Given the differences in temperaments, in ministries, in callings, in activities, and in geographical locations, many but not all apostles will be characterized by:
• Having seen Jesus.
• Performing signs and wonders.
• Exposing heresy.
• Planting new churches.
• Ministering cross-culturally.
• Taking back territory from the enemy, converting it to the kingdom.
Special Characteristics of Workplace Apostles
For the most part, workplace or extended church apostles will be expected to exhibit the same qualifications and move in the same activities as nuclear church apostles. However, because of their position in the workplace, certain sources of their apostolic authority will be somewhat different.
• Respect. The starting point for nuclear church apostles is ordinarily relationships, whereas the starting point for workplace apostles is respect. By this we mean that the authority of nuclear church apostles is derived largely from their anointing and their relationships. On the other hand, the authority of workplace apostles is derived from the respect they command from others in the workplace, authenticated by their successful track record. In the workplace, relationships ordinarily are earned through respect, not vice versa.
• Money. A major criterion for respect in the workplace is access to resources, particularly financial resources. Money commands respect, builds credibility, and confers authority more in the workplace than it might in the nuclear church. Money, however, is never the focus; it is regarded only as a necessary tool. Workplace apostles who are financially independent have an advantage over those who are dependent on others for their income.
• Risk taker. The road leading to apostolic authority in the workplace is a mine field. Along with the successes, workplace apostles have become accustomed to taking the hits. Most have lost much money and they have learned from it. However, by God’s grace, they fear no one, and they do not turn back because they know that God is not concerned about money.
• Renaissance person. Another criterion for respect is being perceived as a “Renaissance person.” These are individuals who have command of a broad spectrum of interests.
• Negotiating legal structures. Workplace apostles intuitively move through and around legal entanglements. They do not allow legal structures to set boundaries restricting what God can do.
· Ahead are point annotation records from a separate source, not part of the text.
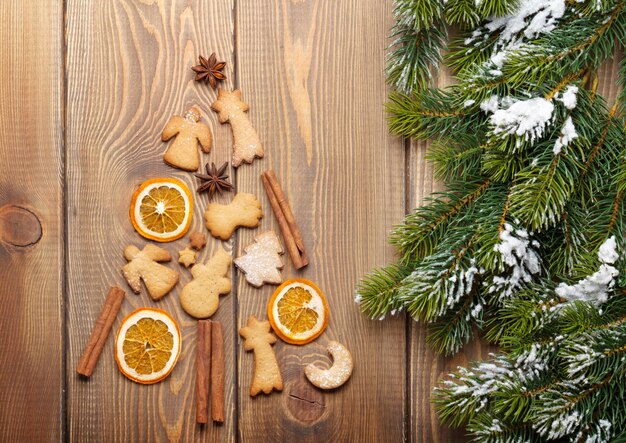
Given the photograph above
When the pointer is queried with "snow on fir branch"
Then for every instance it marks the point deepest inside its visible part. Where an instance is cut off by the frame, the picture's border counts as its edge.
(527, 244)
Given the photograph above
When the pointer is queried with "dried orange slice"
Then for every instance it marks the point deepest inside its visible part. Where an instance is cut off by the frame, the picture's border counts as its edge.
(298, 311)
(147, 345)
(161, 209)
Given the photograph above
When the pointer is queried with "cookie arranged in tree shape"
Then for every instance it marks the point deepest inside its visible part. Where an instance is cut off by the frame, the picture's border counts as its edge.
(337, 374)
(232, 109)
(187, 257)
(261, 261)
(200, 297)
(222, 220)
(143, 265)
(189, 131)
(258, 338)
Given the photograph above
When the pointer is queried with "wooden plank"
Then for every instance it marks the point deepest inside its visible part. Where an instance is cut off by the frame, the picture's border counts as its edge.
(312, 73)
(31, 220)
(128, 73)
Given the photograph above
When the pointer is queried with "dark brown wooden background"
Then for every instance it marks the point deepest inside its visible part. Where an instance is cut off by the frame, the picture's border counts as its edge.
(86, 87)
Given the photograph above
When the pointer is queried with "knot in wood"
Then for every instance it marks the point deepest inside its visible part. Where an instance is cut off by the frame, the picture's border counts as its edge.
(19, 226)
(304, 402)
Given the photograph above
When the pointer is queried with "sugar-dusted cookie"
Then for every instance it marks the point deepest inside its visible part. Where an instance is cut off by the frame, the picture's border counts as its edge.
(232, 109)
(159, 279)
(187, 257)
(337, 374)
(189, 131)
(200, 297)
(258, 338)
(197, 240)
(261, 261)
(222, 220)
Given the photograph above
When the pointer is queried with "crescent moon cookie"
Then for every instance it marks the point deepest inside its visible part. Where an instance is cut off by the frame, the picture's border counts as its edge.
(337, 374)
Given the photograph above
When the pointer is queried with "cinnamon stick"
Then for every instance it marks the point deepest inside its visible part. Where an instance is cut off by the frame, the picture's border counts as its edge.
(217, 373)
(286, 220)
(203, 370)
(100, 332)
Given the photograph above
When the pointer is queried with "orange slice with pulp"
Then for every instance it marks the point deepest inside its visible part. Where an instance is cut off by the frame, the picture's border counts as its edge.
(298, 311)
(147, 345)
(161, 209)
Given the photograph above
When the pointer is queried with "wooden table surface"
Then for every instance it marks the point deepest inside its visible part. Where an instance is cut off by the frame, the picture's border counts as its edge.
(86, 88)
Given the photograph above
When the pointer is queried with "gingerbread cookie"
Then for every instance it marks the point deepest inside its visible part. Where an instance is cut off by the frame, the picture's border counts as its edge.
(232, 109)
(200, 297)
(337, 374)
(197, 240)
(261, 261)
(258, 338)
(186, 257)
(183, 152)
(222, 220)
(159, 279)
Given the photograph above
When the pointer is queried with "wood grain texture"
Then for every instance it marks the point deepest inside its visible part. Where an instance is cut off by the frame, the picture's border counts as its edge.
(128, 72)
(31, 220)
(312, 72)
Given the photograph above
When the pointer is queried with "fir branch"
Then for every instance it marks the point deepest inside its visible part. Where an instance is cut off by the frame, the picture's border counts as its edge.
(418, 38)
(454, 329)
(424, 228)
(377, 292)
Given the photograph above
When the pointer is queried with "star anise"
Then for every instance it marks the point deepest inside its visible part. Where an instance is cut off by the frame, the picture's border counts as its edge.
(215, 180)
(209, 70)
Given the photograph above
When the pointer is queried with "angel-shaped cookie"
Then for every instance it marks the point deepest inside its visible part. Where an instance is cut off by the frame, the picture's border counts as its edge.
(258, 338)
(189, 131)
(159, 279)
(232, 109)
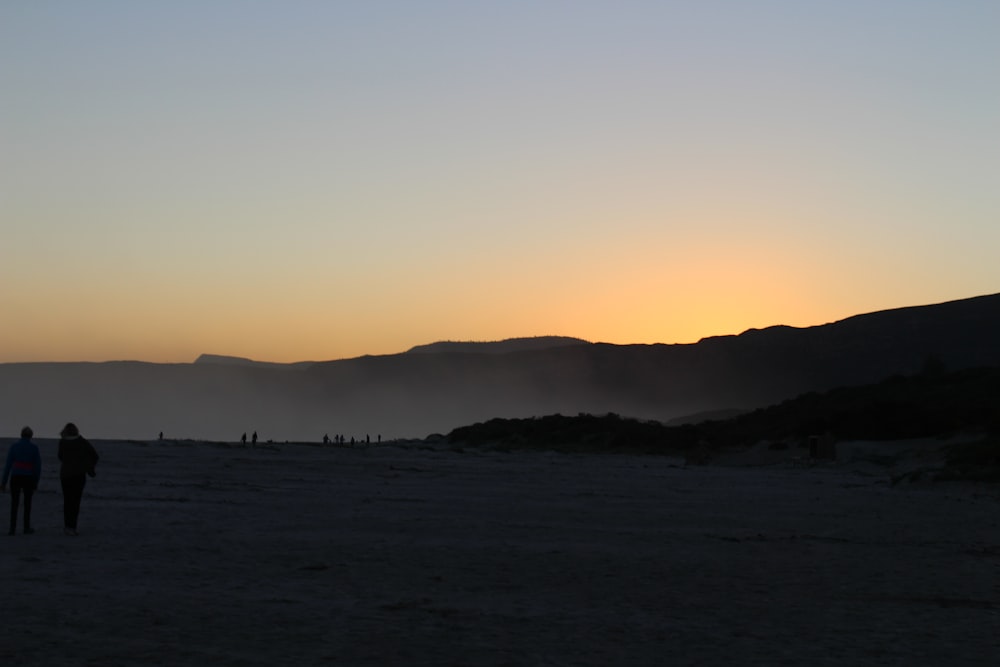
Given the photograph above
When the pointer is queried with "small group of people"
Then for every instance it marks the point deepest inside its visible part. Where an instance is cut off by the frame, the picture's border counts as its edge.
(24, 469)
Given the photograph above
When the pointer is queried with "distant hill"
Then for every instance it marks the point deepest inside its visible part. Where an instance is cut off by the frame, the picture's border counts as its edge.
(498, 347)
(224, 360)
(416, 393)
(925, 405)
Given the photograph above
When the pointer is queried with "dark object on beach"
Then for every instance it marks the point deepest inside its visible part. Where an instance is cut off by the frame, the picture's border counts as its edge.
(79, 460)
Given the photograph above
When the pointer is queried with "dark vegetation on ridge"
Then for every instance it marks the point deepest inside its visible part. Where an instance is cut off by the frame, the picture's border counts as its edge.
(931, 404)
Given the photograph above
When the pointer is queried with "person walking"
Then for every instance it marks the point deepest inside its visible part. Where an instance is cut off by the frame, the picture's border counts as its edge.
(23, 469)
(79, 459)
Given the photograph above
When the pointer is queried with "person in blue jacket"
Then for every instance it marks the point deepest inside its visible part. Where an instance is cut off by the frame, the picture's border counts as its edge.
(23, 469)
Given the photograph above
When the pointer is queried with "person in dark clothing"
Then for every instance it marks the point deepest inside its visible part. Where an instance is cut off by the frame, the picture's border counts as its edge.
(23, 469)
(79, 459)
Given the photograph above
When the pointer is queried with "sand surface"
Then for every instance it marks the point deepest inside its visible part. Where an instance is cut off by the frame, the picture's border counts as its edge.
(202, 554)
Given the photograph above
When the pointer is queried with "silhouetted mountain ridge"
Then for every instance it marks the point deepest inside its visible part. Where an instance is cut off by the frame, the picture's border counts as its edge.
(498, 347)
(414, 394)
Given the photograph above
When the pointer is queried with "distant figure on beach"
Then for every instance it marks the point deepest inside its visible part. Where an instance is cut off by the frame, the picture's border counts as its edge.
(79, 459)
(23, 469)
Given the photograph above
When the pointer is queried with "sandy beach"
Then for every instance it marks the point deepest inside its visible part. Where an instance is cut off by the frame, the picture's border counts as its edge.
(199, 553)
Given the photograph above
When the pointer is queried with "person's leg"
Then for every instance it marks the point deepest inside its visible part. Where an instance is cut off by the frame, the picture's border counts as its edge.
(29, 491)
(73, 494)
(67, 485)
(15, 501)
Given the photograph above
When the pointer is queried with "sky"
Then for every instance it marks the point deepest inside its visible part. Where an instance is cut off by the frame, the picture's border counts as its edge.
(293, 181)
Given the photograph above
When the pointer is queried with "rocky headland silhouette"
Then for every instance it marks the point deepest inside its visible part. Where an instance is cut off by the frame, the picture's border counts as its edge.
(439, 387)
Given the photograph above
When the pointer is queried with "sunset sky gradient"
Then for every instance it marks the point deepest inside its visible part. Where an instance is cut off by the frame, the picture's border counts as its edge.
(318, 180)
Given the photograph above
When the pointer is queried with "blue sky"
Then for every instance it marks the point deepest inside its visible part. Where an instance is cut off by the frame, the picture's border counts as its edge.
(317, 180)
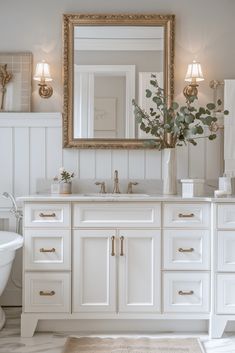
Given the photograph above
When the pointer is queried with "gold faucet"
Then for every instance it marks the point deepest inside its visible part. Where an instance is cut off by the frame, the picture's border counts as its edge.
(116, 183)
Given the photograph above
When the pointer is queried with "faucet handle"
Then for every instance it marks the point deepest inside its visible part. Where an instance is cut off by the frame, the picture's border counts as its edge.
(129, 188)
(102, 186)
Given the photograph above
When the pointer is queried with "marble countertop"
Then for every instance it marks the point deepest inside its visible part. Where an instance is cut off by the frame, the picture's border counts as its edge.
(119, 198)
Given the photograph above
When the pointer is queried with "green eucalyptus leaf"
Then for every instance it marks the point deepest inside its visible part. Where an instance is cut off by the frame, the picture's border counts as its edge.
(194, 130)
(200, 130)
(142, 126)
(175, 105)
(189, 119)
(212, 137)
(157, 100)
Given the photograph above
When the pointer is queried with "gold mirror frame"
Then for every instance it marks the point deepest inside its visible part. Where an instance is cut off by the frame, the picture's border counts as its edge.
(72, 20)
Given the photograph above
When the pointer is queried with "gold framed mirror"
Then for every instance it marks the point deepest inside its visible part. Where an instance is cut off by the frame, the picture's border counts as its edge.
(108, 60)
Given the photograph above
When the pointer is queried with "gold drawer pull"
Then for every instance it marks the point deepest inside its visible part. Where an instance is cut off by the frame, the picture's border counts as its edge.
(47, 250)
(122, 241)
(113, 245)
(189, 215)
(186, 250)
(191, 292)
(48, 294)
(47, 215)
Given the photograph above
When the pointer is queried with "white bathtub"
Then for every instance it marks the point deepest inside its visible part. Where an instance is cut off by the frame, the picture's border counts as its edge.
(9, 243)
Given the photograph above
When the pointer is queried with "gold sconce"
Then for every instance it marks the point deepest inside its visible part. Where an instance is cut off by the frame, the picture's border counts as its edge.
(42, 74)
(193, 75)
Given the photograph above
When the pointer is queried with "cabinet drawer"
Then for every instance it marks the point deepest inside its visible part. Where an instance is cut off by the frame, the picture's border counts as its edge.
(47, 249)
(47, 215)
(186, 249)
(186, 292)
(117, 215)
(179, 215)
(226, 250)
(225, 294)
(47, 292)
(226, 216)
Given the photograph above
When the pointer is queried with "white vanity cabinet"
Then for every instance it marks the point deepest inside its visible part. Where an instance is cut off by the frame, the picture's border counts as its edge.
(146, 259)
(116, 269)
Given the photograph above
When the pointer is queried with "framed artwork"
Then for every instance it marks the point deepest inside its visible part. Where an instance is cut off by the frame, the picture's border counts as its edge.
(15, 81)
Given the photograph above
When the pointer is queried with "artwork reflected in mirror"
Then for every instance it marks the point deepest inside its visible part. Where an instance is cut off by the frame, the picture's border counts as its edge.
(106, 67)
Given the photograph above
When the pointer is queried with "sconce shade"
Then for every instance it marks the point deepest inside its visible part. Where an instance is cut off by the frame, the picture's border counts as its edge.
(194, 73)
(42, 72)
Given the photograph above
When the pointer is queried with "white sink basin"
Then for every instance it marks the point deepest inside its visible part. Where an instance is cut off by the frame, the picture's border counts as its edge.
(115, 195)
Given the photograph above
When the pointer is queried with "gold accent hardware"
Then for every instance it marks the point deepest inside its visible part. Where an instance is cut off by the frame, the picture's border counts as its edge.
(191, 292)
(189, 215)
(129, 188)
(116, 183)
(70, 21)
(47, 214)
(186, 250)
(5, 78)
(49, 294)
(102, 187)
(47, 250)
(113, 245)
(122, 241)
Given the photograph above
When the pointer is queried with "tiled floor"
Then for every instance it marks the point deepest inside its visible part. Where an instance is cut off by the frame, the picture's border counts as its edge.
(11, 342)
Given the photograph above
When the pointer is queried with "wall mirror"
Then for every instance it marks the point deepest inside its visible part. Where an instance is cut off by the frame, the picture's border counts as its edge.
(108, 61)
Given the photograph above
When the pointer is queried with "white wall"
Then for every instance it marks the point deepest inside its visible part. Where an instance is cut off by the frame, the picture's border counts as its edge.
(204, 30)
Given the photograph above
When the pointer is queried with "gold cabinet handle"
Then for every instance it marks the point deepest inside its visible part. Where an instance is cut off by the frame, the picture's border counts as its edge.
(122, 241)
(186, 250)
(186, 215)
(191, 292)
(48, 294)
(42, 215)
(113, 246)
(47, 250)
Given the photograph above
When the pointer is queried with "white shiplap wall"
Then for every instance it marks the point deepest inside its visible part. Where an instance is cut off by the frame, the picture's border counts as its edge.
(31, 150)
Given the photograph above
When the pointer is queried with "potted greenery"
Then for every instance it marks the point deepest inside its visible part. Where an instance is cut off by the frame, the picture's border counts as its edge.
(65, 179)
(173, 125)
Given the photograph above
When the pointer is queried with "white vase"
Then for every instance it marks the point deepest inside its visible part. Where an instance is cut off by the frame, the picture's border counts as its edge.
(169, 171)
(66, 188)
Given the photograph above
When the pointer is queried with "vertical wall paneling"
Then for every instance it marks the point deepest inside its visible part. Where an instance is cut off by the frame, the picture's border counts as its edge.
(120, 163)
(182, 157)
(214, 165)
(197, 159)
(136, 164)
(21, 161)
(70, 161)
(53, 151)
(103, 164)
(153, 164)
(87, 164)
(6, 162)
(37, 150)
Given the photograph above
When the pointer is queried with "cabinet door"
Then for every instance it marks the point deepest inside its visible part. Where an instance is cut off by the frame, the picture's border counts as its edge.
(139, 270)
(94, 271)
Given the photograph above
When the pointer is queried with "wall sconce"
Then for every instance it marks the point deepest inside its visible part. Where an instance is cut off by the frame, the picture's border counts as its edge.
(193, 75)
(42, 74)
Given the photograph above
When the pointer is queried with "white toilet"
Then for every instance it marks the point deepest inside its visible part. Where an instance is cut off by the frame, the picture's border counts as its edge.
(9, 243)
This ability is based on inter-workings of relationships built on trust.
• Position of influence. Authority also comes from the unusual influence one has in his or her determined sphere of the workplace. The seven molders of culture include family, religion, government, arts, media, business, and education. Each one has numerous subdivisions, and all have their specific rulebooks as to how influence is attained. Workplace apostles will know what their sphere or spheres are and they will have attained positions of influence within those spheres. The explicit overriding motivation for their use of influence is to glorify God.
• Kingdom mindset. Not every financially successful Christian leader in the workplace is, ipso facto, an apostle. Those who are will also have a kingdom mentality, meaning that their driving passion is to see God’s kingdom values permeate society on every level. They exhibit the expected characteristics of any apostle. They are actively involved in city or nation transformation as well as setting in order the “church” located in the workplace.
• Commissioning. The process for recognizing and commissioning workplace apostles is still under development and hopefully we will soon have a consensus in ICA as to how this should be done.